This project is dedicated to the memory of William Morris (aka Frags), who was the main contributor to the bounty but was unable to see the final result.

Sunday, May 19, 2013

One small step for mankind, a giant leap for the project

I have no idea how did I manage to achieve this much in this update, but it is certainly a confident step forward. For this time the list is long and diversified:
  • Implementation of Bcc.x addr, BCHG.B Dx,mem, BCHG.L Dx,Dy, BCLR.B Dx,mem, BCLR.L Dx,Dy, BRA.x abs, BSET.B Dx,mem, BSET.L Dx,Dy, BSR.x abs, BTST.B #imm,mem, BTST.B Dx,#imm, BTST.B Dx,mem, BTST.L Dx,Dy, CMP.x #imm,mem, CMP.x mem,Dy, CMP.x reg,Dy, CMPA.L reg,Ax, CMPA.W reg,Ax, CMPA.x mem,Ay, DBF.W Dx,addr, EOR.x #imm,mem, JMP.L abs, JMP.L mem, JSR.L abs, JSR.L mem, NEG.x mem, NOT.x mem, RTS, TAS.B Dx, TAS.B mem instructions.
  • Cache invalidation fix for OSX 10.3.9 and below. (Thanks to Mike Blackburn again.)
  • Fixed mask handling in BCHG.B Dx,mem instruction.
  • Fixed missing register mapping in ASL.x #imm,Dy implementation.
  • Fixed input dependency overwriting in certain memory-related allocation functions.
  • Fixed dependency for destination memory pointer register in special memory reading.
  • Fixed post address handler for condition code addressing modes, previously it might crash or call some random handler from the other addressing modes.
  • Fixed instructions where temporary registers are allocated but not free'ed.
  • Optimized masking for register to register bit instruction.
  • Optimized the temporary register usage in helper_test_bit_register_register function.
  • Optimized flag extraction in several shifting operation.
  • Branch scheduling is more flexible: adding multiple interleaved branches is possible.
  • Comment on missing implementation for an exception on loading odd address into PC.

A few highlights

First of all, let me brag around a little bit about the number of freshly implemented instructions. Right now 237 instructions are implemented out of 388, a solid 61% is done. (Previously the ratio was ~46%.)

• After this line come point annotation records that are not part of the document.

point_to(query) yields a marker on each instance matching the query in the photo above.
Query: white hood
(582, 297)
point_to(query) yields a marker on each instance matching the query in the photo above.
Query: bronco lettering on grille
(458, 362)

More MacOSX versions are supported now, Mike fixed up the cache flushing a little bit and added the pre-10.4 versions too. Please read the included README file regarding the compiling instructions.

While I was working on the instructions I discovered a few bugs and glitches, which are now fixed in this release thus improving the overall stability.

I have also managed to optimize the compiled code for some instructions. Together with the implementation of some yet missing instructions the results for the Mandelbrot test (mandel_though_hw.kick.gz among the test kick files) improved a bit compared to the previous results:

Interpretive: 108 seconds (no change there...);
JIT compiled without optimization: 44 seconds (previously it was 52 seconds);
JIT compiled with optimization: 27 seconds (previously it was 32 seconds).

That was the time for the self-polishing and now back to work...